Cela fait désormais quelques mois que nos (ma femme et moi) vacances sont terminées mais entre ma fainéantise et la fermeture temporaire de LPV, je ne m'active que maintenant.
C'est donc dans les premiers jours d'automne que nous roulons dans la vallée de l'Adige depuis le cœur des Dolomites. Ce qui nous surprend le plus c'est la différence entre la beauté des sommets et la laideur du fond de vallée. Tout d'abord la vallée de l'Isarco, étroite avec ses vignes en terrasses et en pergola, ses petits villages blottis au creux des falaises et son énorme autoroute, la plupart du temps à 50 m au dessus de la rivière, comme une balafre.

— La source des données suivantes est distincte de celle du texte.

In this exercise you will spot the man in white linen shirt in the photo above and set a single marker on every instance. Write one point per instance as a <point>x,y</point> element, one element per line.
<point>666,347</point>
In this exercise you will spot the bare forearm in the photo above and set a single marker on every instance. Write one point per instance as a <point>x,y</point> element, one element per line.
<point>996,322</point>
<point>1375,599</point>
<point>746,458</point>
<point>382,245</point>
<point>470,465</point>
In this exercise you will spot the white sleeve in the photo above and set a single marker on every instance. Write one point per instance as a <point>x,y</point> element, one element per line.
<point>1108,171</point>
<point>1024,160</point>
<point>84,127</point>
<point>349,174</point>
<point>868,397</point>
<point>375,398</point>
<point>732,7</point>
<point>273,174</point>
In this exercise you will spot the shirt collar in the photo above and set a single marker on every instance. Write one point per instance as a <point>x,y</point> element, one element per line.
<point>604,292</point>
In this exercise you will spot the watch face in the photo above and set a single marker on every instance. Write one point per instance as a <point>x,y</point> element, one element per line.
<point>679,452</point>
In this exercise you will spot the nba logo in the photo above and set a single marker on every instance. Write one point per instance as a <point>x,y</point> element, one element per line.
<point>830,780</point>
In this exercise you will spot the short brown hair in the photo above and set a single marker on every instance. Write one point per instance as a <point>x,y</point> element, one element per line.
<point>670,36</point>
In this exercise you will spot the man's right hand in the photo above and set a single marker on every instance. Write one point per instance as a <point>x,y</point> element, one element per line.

Les faubourgs de Bolzano ne sont pas non plus attrayants et nous filons vers le sud. La monoculture de la pomme dans le Alto Adige est suivit par la monoculture de la vigne dans le Trentino. Quelle monotonie ! Heureusement, les yeux peuvent se réjouir sur les falaises crèmes entrecoupées de bois verts sombres.
Nous arrivons enfin devant de larges bâtisses jaune orangées. Nous sommes rapidement accueillis par Carlo Guerrieri Gonzaga dans la cour du domaine. après les salutations d'usage nous grimpons dans un Kangoo aux couleurs de la Tenuta pour faire un tour des vignes.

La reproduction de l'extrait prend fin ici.